私は、婚活アプリを利用する若者たちから「いい人がいない」「これと思う相手に出会えない」と聞くたびに、マーケティング調査でよく耳にするセリフを思い出します。

それが、「着ていく服がない」。

(中略)

彼女たち(彼ら)は、決して「服がない(少ない)」わけではありません。むしろ、ストックが多すぎて選ぶのがストレスだからこそ、往々にして「どれも決定打に欠ける」と服のせいにして、「手持ちの服からは選べない」と決定を避けたり、「市場(自宅の外)には、もっといい服があるはず」だと、あえて外に目を向けたりしているのです。
(p193~p194)

牛窪恵さんのインタビュー「恋愛結婚で苦労した母を見て育った。〈結婚には恋愛が必要〉はわずか60年の歴史の結婚観。老後のために共同生活者を作ろう」はこちら

私の周囲でも、同世代は異口同音に「出会いがない」と言う。それは思い込みだけでなく、事実として、少なくともアプリ以外では本当に出会いの場がないのだと思う。職場と家の往復という人は、人間関係が職場以外になかったりする。合コンや知人からの紹介という文化は廃れつつある。恋人に限らず、友達だって作る機会がない。

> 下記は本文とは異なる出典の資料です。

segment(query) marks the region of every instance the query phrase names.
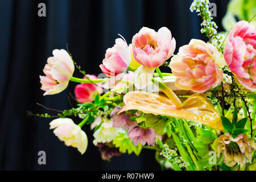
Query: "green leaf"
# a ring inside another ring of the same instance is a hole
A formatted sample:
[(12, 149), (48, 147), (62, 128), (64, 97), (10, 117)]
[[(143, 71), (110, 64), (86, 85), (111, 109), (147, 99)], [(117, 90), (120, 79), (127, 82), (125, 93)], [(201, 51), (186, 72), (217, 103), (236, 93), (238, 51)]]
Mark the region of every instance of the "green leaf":
[(232, 120), (233, 125), (235, 126), (237, 122), (237, 106), (235, 106), (234, 112), (233, 113), (233, 120)]
[(248, 118), (244, 118), (241, 119), (236, 124), (236, 129), (243, 129), (247, 120)]
[(96, 96), (95, 97), (94, 104), (98, 105), (99, 104), (100, 104), (100, 96), (99, 94), (97, 94)]
[(85, 109), (88, 109), (94, 106), (94, 104), (92, 102), (85, 102), (84, 104), (78, 104), (78, 106), (82, 106)]
[(171, 137), (171, 129), (172, 127), (171, 126), (171, 125), (168, 125), (166, 126), (166, 133), (167, 134), (168, 137)]
[(131, 121), (135, 121), (136, 118), (139, 118), (140, 117), (141, 117), (140, 115), (132, 116), (130, 117), (129, 119)]
[(134, 152), (137, 155), (139, 155), (142, 149), (142, 146), (139, 144), (136, 147), (134, 146), (133, 142), (127, 135), (126, 133), (121, 133), (113, 140), (113, 143), (115, 147), (119, 147), (119, 151), (122, 153), (126, 153), (126, 151), (129, 154)]
[(102, 125), (102, 123), (104, 122), (102, 121), (101, 122), (101, 123), (100, 123), (100, 125), (98, 125), (98, 126), (96, 126), (96, 127), (94, 129), (94, 130), (93, 130), (93, 133), (94, 133), (95, 131), (96, 131), (97, 130), (98, 130), (101, 126), (101, 125)]
[(246, 129), (235, 129), (234, 130), (234, 133), (236, 136), (237, 136), (240, 134), (243, 134), (247, 132), (248, 132), (248, 130), (246, 130)]
[(221, 121), (224, 128), (228, 132), (233, 133), (234, 131), (234, 126), (227, 118), (221, 116)]
[[(88, 113), (87, 114), (90, 114), (90, 113)], [(93, 121), (94, 121), (95, 120), (95, 118), (94, 117), (93, 117), (91, 114), (90, 114), (90, 115), (89, 116), (89, 118), (88, 120), (87, 120), (87, 122), (86, 124), (87, 125), (90, 125), (90, 123), (92, 123)]]

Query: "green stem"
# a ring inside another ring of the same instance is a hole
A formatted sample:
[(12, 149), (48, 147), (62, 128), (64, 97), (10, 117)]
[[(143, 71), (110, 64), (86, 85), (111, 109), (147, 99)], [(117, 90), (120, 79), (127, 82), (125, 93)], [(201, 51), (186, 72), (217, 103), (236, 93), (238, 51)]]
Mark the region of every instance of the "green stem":
[(90, 81), (88, 79), (83, 79), (83, 78), (79, 78), (74, 77), (72, 77), (70, 79), (70, 81), (76, 82), (79, 83), (85, 83), (85, 84), (96, 84), (100, 82), (104, 82), (109, 80), (109, 78), (101, 78), (101, 79), (96, 79), (96, 80), (91, 80)]
[(161, 78), (163, 78), (163, 74), (162, 74), (161, 71), (160, 71), (160, 69), (159, 67), (156, 67), (155, 68), (155, 71), (156, 71), (156, 72), (158, 72), (158, 75), (159, 75), (159, 76)]
[[(162, 73), (162, 75), (164, 77), (164, 76), (174, 76), (174, 74), (172, 73)], [(154, 73), (154, 77), (159, 77), (159, 74), (158, 74), (158, 73)]]
[(84, 124), (85, 124), (87, 122), (87, 120), (88, 120), (89, 117), (90, 117), (90, 113), (87, 114), (86, 117), (85, 117), (85, 118), (84, 118), (81, 122), (81, 123), (80, 123), (79, 124), (78, 124), (77, 125), (79, 126), (80, 126), (80, 127), (82, 127), (82, 126), (84, 125)]
[(195, 166), (193, 165), (193, 163), (191, 159), (189, 158), (189, 155), (188, 155), (188, 153), (187, 152), (186, 150), (184, 148), (183, 145), (181, 144), (181, 142), (180, 142), (180, 139), (174, 133), (174, 132), (172, 132), (172, 136), (174, 138), (174, 140), (176, 143), (176, 146), (177, 146), (177, 148), (179, 150), (179, 152), (181, 158), (185, 162), (188, 162), (189, 163), (189, 165), (188, 166), (187, 166), (186, 167), (186, 168), (189, 171), (195, 171), (196, 169), (196, 168), (195, 168)]
[(158, 150), (159, 148), (154, 147), (154, 146), (142, 146), (143, 148), (146, 148), (146, 149), (151, 149), (151, 150)]

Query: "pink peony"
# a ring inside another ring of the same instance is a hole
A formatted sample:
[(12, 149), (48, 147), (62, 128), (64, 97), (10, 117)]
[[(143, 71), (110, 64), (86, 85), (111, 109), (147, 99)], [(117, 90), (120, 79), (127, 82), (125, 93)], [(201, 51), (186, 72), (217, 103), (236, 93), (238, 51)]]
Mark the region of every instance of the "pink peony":
[(188, 45), (180, 48), (170, 67), (177, 77), (176, 86), (201, 93), (221, 83), (223, 74), (219, 66), (222, 60), (213, 45), (192, 39)]
[(112, 77), (104, 85), (105, 88), (112, 88), (122, 80), (131, 61), (131, 56), (126, 42), (120, 38), (115, 39), (115, 44), (106, 50), (105, 59), (100, 65), (102, 72)]
[(231, 71), (246, 89), (256, 91), (256, 31), (242, 20), (231, 30), (224, 57)]
[[(152, 129), (141, 128), (138, 126), (136, 121), (131, 121), (129, 118), (133, 115), (125, 113), (117, 114), (122, 108), (123, 107), (116, 106), (111, 113), (110, 117), (113, 122), (113, 127), (123, 126), (125, 130), (127, 129), (128, 136), (131, 141), (133, 140), (135, 146), (139, 143), (144, 146), (146, 143), (148, 145), (153, 146), (156, 142), (156, 136), (162, 139), (161, 136)], [(135, 115), (139, 115), (139, 114), (135, 114)]]
[(176, 41), (166, 27), (162, 27), (157, 32), (142, 27), (133, 36), (132, 46), (135, 59), (142, 64), (135, 72), (134, 85), (138, 89), (143, 89), (151, 82), (155, 68), (172, 55)]
[(133, 140), (135, 146), (139, 143), (144, 146), (146, 143), (149, 146), (154, 146), (156, 140), (156, 136), (162, 139), (152, 129), (143, 129), (139, 126), (134, 127), (128, 133), (128, 136), (131, 140)]
[(44, 96), (59, 93), (66, 89), (75, 71), (75, 66), (69, 55), (64, 49), (55, 49), (53, 57), (47, 59), (43, 71), (46, 76), (40, 76), (41, 89)]
[[(98, 78), (93, 75), (86, 75), (84, 79), (86, 79), (86, 76), (90, 80), (96, 80)], [(75, 95), (76, 100), (80, 103), (93, 102), (96, 95), (103, 93), (101, 84), (97, 84), (98, 86), (93, 84), (81, 83), (76, 86), (75, 88)]]

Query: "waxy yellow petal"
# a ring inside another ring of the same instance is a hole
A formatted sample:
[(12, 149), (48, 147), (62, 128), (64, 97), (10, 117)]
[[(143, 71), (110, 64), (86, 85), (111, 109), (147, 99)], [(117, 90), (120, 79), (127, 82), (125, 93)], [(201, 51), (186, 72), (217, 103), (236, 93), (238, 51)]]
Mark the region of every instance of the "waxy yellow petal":
[(209, 101), (201, 94), (188, 97), (181, 109), (177, 108), (172, 100), (164, 96), (142, 91), (127, 93), (123, 97), (123, 102), (125, 106), (119, 113), (138, 110), (145, 113), (188, 119), (224, 130), (219, 114)]

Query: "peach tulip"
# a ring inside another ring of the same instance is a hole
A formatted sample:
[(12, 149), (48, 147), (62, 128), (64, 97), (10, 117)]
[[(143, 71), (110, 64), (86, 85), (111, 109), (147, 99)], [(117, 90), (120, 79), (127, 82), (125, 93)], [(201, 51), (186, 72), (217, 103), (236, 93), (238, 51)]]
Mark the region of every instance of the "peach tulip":
[(224, 49), (224, 57), (230, 71), (246, 89), (256, 91), (256, 30), (242, 20), (231, 30)]
[(134, 85), (143, 89), (151, 82), (155, 68), (172, 55), (176, 41), (166, 27), (160, 28), (157, 32), (143, 27), (133, 36), (132, 46), (135, 59), (142, 65), (135, 72)]
[(122, 80), (131, 60), (131, 54), (125, 40), (115, 39), (115, 44), (106, 50), (105, 59), (100, 65), (102, 72), (111, 77), (104, 84), (105, 88), (112, 88)]
[(188, 45), (180, 48), (170, 67), (177, 77), (177, 87), (202, 93), (221, 82), (223, 72), (219, 67), (223, 62), (213, 45), (192, 39)]
[[(93, 75), (86, 75), (84, 78), (86, 79), (86, 77), (92, 80), (98, 78)], [(101, 87), (101, 83), (97, 84), (81, 83), (76, 85), (75, 88), (75, 95), (77, 101), (80, 103), (93, 102), (98, 93), (101, 94), (103, 93), (103, 89)]]
[(55, 129), (53, 133), (66, 146), (77, 148), (81, 154), (85, 152), (88, 143), (86, 134), (71, 119), (56, 119), (49, 125), (50, 129)]
[(46, 91), (44, 96), (61, 92), (68, 86), (72, 77), (75, 66), (69, 55), (64, 49), (55, 49), (53, 57), (47, 59), (43, 70), (46, 76), (40, 76), (41, 89)]

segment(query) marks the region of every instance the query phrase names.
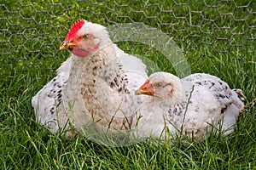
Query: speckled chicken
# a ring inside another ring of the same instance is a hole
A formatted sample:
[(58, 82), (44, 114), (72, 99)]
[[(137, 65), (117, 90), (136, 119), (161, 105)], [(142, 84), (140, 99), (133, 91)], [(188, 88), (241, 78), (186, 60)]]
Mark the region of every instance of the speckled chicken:
[(136, 91), (151, 96), (134, 117), (136, 138), (176, 138), (182, 133), (201, 140), (212, 125), (224, 133), (233, 132), (244, 95), (231, 90), (217, 76), (196, 73), (183, 79), (155, 72)]
[[(61, 44), (71, 56), (32, 100), (37, 122), (52, 132), (76, 133), (93, 126), (108, 132), (126, 131), (145, 98), (135, 90), (148, 78), (141, 60), (113, 44), (106, 28), (77, 20)], [(72, 125), (72, 126), (70, 126)]]

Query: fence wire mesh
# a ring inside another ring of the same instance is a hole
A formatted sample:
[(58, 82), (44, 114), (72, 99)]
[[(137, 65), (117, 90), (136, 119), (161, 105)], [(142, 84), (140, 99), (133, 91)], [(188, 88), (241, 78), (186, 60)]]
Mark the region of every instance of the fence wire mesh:
[(255, 55), (253, 0), (20, 0), (0, 3), (0, 65), (1, 69), (9, 69), (10, 74), (37, 69), (44, 75), (56, 69), (69, 55), (60, 53), (59, 45), (79, 18), (106, 26), (144, 23), (155, 27), (173, 38), (188, 60), (224, 55), (242, 60)]

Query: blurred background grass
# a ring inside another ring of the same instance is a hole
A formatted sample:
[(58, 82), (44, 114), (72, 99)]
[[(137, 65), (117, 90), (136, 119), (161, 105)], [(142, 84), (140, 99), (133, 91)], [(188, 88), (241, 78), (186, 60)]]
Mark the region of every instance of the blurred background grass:
[[(68, 56), (59, 51), (71, 25), (83, 18), (105, 26), (144, 23), (166, 33), (191, 71), (219, 76), (256, 98), (256, 2), (230, 1), (3, 1), (0, 0), (0, 159), (3, 168), (255, 168), (255, 103), (226, 139), (189, 147), (148, 143), (108, 148), (83, 137), (65, 140), (34, 122), (32, 97)], [(149, 45), (119, 42), (129, 54), (152, 60), (174, 74)], [(1, 164), (1, 163), (0, 163)]]

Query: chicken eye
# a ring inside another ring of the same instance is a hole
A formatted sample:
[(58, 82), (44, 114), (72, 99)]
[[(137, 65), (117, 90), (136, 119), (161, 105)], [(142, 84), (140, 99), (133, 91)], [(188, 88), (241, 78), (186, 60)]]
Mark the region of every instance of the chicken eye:
[(161, 82), (156, 82), (154, 84), (154, 87), (156, 88), (162, 88), (162, 83)]
[(88, 40), (88, 39), (89, 39), (89, 35), (86, 34), (85, 36), (84, 36), (84, 40)]

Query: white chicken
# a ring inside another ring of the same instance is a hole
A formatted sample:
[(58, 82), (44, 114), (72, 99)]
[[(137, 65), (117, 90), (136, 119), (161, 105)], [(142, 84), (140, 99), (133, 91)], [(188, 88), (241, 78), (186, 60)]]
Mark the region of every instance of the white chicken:
[(166, 72), (155, 72), (136, 91), (146, 99), (134, 117), (136, 138), (149, 136), (168, 139), (183, 134), (201, 140), (212, 127), (229, 134), (234, 130), (244, 95), (231, 90), (218, 77), (196, 73), (183, 79)]
[[(113, 44), (106, 28), (84, 20), (71, 27), (60, 49), (71, 56), (32, 100), (37, 122), (52, 132), (96, 124), (100, 130), (129, 130), (144, 97), (135, 90), (148, 78), (141, 60)], [(72, 125), (72, 126), (70, 126)]]

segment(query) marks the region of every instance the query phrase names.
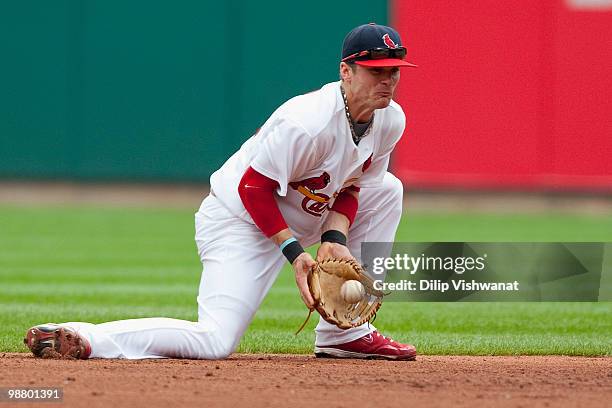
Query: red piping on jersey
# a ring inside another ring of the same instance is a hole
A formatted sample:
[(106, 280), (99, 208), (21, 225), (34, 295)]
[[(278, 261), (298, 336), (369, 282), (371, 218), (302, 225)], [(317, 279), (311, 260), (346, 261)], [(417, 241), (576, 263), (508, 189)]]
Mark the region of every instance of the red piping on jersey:
[(287, 228), (287, 223), (274, 198), (277, 188), (276, 180), (256, 172), (252, 167), (246, 170), (238, 184), (238, 194), (244, 208), (253, 218), (255, 225), (268, 238)]
[[(347, 188), (347, 190), (359, 191), (359, 187), (349, 187)], [(358, 207), (359, 201), (357, 200), (357, 198), (355, 198), (354, 195), (345, 190), (338, 194), (338, 197), (336, 197), (336, 201), (334, 201), (334, 205), (330, 208), (330, 210), (339, 212), (340, 214), (348, 218), (350, 226), (353, 225), (353, 221), (355, 221), (355, 215), (357, 215)]]

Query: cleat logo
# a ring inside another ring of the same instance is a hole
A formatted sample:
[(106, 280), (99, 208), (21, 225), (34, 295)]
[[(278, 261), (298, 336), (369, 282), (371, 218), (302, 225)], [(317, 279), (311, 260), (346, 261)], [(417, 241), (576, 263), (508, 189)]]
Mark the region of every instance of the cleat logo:
[(397, 48), (397, 44), (391, 39), (391, 37), (389, 37), (389, 34), (383, 35), (383, 42), (387, 48)]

大学生までは、同世代が強制的に同じ箱に入れられ、コミュニケーションを取らざるをえなかった。それはそれで息苦しくもあったが、社会に放り出されると、逆によほど自分から積極的に行動しなければ、新しい人間関係は生まれない。

私も、自分の周囲を見渡して、同世代は絶滅したのか?と思うことがよくある。仕事で関わるのは40代以上ばかり。それはそれでいいのだが、やはり同世代でも話せる人が欲しいなと思う。常に同世代と出会うことがない、ない、ない!と思っている。

渋谷や原宿を歩けば、普段全く見ない同世代の若者が溢れるほどいて、いったいどこに潜んでいたんだい?と言いたくなる。確かに同じ日本には存在するのに、本当に接点がない。